Les nombreuses recensions de ses ouvrages dans la revue Scientia par des auteurs différents sont assez éloquentes « une œuvre d’une exceptionnelle valeur » (Richard de Baillehache, ingénieur, 1912) ; « un livre vivant et complet qui donne une remarquable vue d’ensemble sur les principaux problèmes de résistance des fluides » (Paul Labérenne, mathématicien et philosophe, 1931) ; « il est peu de livres d’astronomie qui se lisent avec autant d’intérêt que l’œuvre de M. Bouasse, (…) j’en ai chaudement recommandé la lecture à mes élèves de l’Université de Pise » (Giuseppe Armellini, astronome, 1921), etc.

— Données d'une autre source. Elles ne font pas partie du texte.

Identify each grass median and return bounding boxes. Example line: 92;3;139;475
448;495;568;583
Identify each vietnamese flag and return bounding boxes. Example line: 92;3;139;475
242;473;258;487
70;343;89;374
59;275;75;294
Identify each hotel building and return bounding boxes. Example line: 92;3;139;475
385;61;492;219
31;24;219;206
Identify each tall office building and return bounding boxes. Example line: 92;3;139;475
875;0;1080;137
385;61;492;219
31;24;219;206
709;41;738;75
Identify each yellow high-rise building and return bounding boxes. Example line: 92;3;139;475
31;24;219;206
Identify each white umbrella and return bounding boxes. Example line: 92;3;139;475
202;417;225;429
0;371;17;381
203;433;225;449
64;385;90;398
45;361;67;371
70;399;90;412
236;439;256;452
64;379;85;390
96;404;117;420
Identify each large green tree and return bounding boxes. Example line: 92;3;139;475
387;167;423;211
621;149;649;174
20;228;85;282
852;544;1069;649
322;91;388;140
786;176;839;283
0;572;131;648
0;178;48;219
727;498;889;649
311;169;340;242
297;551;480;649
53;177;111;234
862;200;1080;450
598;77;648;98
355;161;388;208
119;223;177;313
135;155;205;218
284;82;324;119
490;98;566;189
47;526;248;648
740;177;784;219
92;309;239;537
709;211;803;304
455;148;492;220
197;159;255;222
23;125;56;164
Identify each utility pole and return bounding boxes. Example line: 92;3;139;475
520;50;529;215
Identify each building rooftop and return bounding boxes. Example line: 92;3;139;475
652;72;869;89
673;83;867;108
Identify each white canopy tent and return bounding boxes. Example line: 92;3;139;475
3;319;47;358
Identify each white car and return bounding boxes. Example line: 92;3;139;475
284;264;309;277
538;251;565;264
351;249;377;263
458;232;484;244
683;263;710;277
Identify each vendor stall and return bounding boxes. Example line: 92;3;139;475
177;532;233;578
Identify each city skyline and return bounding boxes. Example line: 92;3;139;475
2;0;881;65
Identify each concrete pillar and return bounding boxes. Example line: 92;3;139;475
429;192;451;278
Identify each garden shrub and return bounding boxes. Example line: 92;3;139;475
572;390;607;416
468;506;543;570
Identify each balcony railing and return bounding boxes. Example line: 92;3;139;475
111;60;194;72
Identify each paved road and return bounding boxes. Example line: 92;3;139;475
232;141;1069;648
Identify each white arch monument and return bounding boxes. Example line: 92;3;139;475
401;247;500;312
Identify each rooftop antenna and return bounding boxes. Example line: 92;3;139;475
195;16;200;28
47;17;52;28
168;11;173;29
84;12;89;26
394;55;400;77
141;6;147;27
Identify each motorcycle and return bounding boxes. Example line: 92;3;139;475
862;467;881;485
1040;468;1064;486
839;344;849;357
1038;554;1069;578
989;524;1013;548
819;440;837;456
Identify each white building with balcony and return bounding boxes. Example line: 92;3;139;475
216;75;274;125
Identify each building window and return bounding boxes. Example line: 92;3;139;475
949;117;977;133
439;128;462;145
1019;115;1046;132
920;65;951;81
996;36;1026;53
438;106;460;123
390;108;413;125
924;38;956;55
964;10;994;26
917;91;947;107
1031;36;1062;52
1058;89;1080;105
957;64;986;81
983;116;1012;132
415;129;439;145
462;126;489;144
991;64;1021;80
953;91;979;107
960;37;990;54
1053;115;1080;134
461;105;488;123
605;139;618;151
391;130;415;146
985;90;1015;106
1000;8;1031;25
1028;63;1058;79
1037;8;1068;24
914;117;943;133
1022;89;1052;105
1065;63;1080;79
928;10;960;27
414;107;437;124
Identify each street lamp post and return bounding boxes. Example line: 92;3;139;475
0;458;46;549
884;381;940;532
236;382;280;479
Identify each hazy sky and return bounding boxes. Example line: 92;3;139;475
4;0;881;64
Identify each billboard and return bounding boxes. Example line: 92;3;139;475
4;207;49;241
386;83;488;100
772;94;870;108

Avant cela, déjà les Cours, déjà, avaient séduit. A.E.H. Tutton dans Nature en avril 1910 écrit : « il y a bien peu d'hommes capables de traiter sans erreur autant de sujets qu'il y en a dans le cours complet du professeur Bouasse ». Les 7 volumes à destination de l’enseignement secondaire sont qualifiés la même année « de petits chefs d’œuvre de clarté, de précision, d’exposition méthodique et philosophique » par Abel Rey, historien des sciences. Plus généralement, les commentaires rejoignent l’avis énoncé par le Recteur qui saluait son départ à la retraite, on reconnaît qu’il a fait un véritable « examen des bases scientifiques », et que « la théorie se déploie sous le contrôle et l’épreuve de l’expérience ». L’hommage le plus significatif sera posthume sous la plume de Pierre-Gilles de Gennes en 2002 : « l'ouvrage français classique sur la capillarité est celui d'Henri Bouasse », et plus généralement « il a construit, avec enthousiasme, des mises au point durables sur la physique classique ».
A postériori, en reconstituant un itinéraire, on considère l’importance d’une carrière. Bouasse, comme le rappelait Herrender-Harker, l’un de ses anciens étudiants, ne se souciait que de faire avancer la science et non lui-même. Ses prises de positions, ses « esclandres », n’ont certainement pas facilité l’avancement, et l’ont même sûrement bien freiné. Dans le même article de 1933, on lit que Bouasse a « refusé en 1906 une invitation à quitter le calme de la province pour succéder à Pierre Curie à la Sorbonne ». Un autre, correspondant depuis des années, puis soldat en garnison à Toulouse en 1940 qui devient « élève » d’un Bouasse retraité depuis plusieurs années, rapporte dans ses mémoires un épisode plus tardif. Le ministre de l’instruction aurait diligenté une enquête pour savoir s’il fallait nommer Bouasse à Paris, malgré les nombreuses oppositions. L’enquête a conclu fort opportunément qu’il n’était pas nécessaire de le faire, avec des arguments très discutables. La raison réelle selon cet ‘’élève’’, n’étant pas avouable : « nommer Bouasse à Paris, c’aurait été approuver ses préfaces, donc désavouer tout le corps enseignant de la Sorbonne, injustice et scandale sans nom. ». Il a limité ses contributions à d’autres travaux, il a participé à un grand ouvrage de méthodologie des sciences, il a siégé dès 1897 au Comité de rédaction des Annales de la Faculté de Sciences de Toulouse, en revanche il a démissionné très tôt de la Société Nationale de Physique et s’est tenu éloigné des Académies des sciences dont il critiquait le fonctionnement et le manque de compétences des adhérents chaque fois que l’occasion se présentait.
Sur le sujet de sa carrière, Henri Bouasse a seulement écrit que tous ces décideurs lui avaient bien rendu service en le condamnant très tôt : il n’avait pas eu à se préoccuper de promotion, et surtout il a pu exercer pleinement sa liberté d’expression.